Why Introverts and Touring Don’t Mix

For all personality types, touring can be difficult. However, introverts are often the most challenging. While this is not a major issue that can make or break a musician’s career, it can make life difficult for introverted musicians and those who support them. We will highlight some of the challenges that touring presents for introverts and offer tips to make things go smoothly. Like some aspects of introverted behaviour don’t make sense to extroverts (for one, our strong need for alone time), many “extroverted” behaviours are foreign, uncomfortable, and even downright annoying to introverts.

Not all introverts will agree — we are individuals, but here are seven things that don’t make sense to many of us “quiet ones.” If you relate to my points, know that you’re not alone.

Musicians spend their entire waking hours on the road with people they love.

Except for those bands that have achieved great financial success, touring can be very draining for less social musicians. There’s no barrier between them on the road and others. It doesn’t matter if you’re two feet from your bandmates on the road to the next show or chatting with fans at the merch stand; touring is exhausting. On the other hand, introverts are more likely to recharge when others surround them. Socially draining can lead to the same problems musicians face on their tours: sleep deprivation and strained relationships.

The best thing introverted musicians can do to prepare for their tour is to know what they are getting into. It might be saving money for a separate hotel room for long trips, or it could mean taking the time to save some money. Others will find it helpful to make an effort to walk on the roads every day.

There are very few places to recharge between the stage and the tour van.

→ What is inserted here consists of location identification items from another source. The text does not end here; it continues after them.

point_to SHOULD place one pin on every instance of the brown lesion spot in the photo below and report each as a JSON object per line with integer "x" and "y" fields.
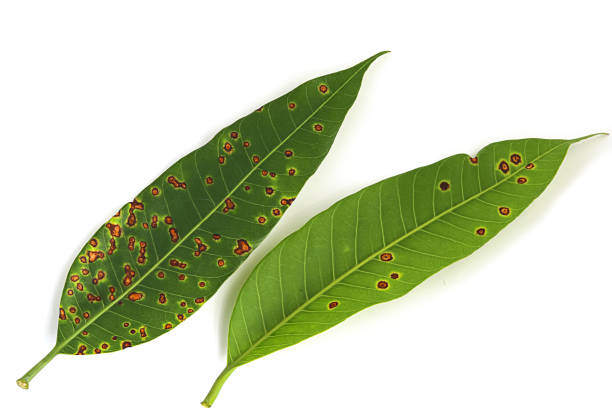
{"x": 135, "y": 296}
{"x": 516, "y": 159}
{"x": 242, "y": 247}
{"x": 386, "y": 256}
{"x": 229, "y": 205}
{"x": 504, "y": 167}
{"x": 174, "y": 182}
{"x": 382, "y": 284}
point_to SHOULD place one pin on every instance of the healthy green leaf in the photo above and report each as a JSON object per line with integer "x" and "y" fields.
{"x": 381, "y": 242}
{"x": 161, "y": 256}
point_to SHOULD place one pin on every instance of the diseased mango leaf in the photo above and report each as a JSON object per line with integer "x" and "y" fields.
{"x": 381, "y": 242}
{"x": 161, "y": 256}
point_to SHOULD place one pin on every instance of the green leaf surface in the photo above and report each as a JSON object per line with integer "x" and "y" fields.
{"x": 161, "y": 256}
{"x": 381, "y": 242}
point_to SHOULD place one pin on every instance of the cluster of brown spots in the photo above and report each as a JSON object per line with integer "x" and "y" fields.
{"x": 173, "y": 234}
{"x": 175, "y": 183}
{"x": 93, "y": 256}
{"x": 129, "y": 275}
{"x": 112, "y": 247}
{"x": 242, "y": 247}
{"x": 382, "y": 284}
{"x": 142, "y": 253}
{"x": 135, "y": 296}
{"x": 516, "y": 159}
{"x": 386, "y": 257}
{"x": 287, "y": 201}
{"x": 229, "y": 205}
{"x": 201, "y": 246}
{"x": 178, "y": 264}
{"x": 504, "y": 167}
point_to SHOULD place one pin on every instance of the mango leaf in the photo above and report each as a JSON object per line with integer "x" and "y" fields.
{"x": 161, "y": 256}
{"x": 381, "y": 242}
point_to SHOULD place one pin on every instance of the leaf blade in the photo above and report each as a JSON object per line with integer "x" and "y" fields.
{"x": 379, "y": 243}
{"x": 164, "y": 254}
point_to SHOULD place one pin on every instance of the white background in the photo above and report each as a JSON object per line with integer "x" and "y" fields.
{"x": 96, "y": 99}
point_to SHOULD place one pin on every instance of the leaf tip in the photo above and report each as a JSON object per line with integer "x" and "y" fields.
{"x": 23, "y": 383}
{"x": 589, "y": 136}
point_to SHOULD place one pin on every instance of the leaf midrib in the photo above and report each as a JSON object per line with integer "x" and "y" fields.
{"x": 290, "y": 316}
{"x": 59, "y": 347}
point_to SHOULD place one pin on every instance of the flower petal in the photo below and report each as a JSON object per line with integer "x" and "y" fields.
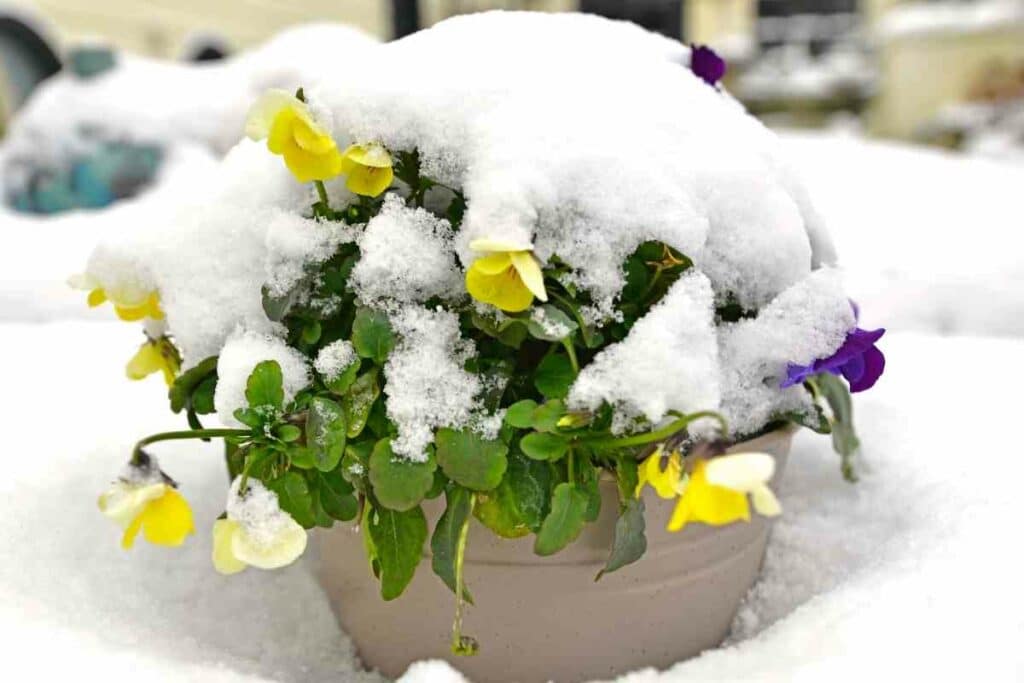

Touring is a social and extroverted activity. You’ll be talking to other bands and having fun with your bandmates. These are essential parts of a tour’s success. This makes it difficult for introverts. This is where the challenge lies in showing up socially on tour without feeling guilty or burnt out.

This is not an easy problem. It requires a delicate balance. Instead of making it through a long tour as an extrovert by pretending to be one, find the few moments you have to be yourself and take advantage of them. Don’t be afraid of going off on your own if you have the time. You can also use noise-cancelling headphones or hang out in the green room. This is one situation where you are responsible for your health and wellbeing. Don’t be afraid to take control of your life.

No matter your personality type, taking care of yourself while on tour is important. Some introverts are not vocal about the things they need to feel well. If you don’t feel like a social musician, you should set boundaries and conditions to make you feel at ease. Remember, no one will listen to you if you don’t.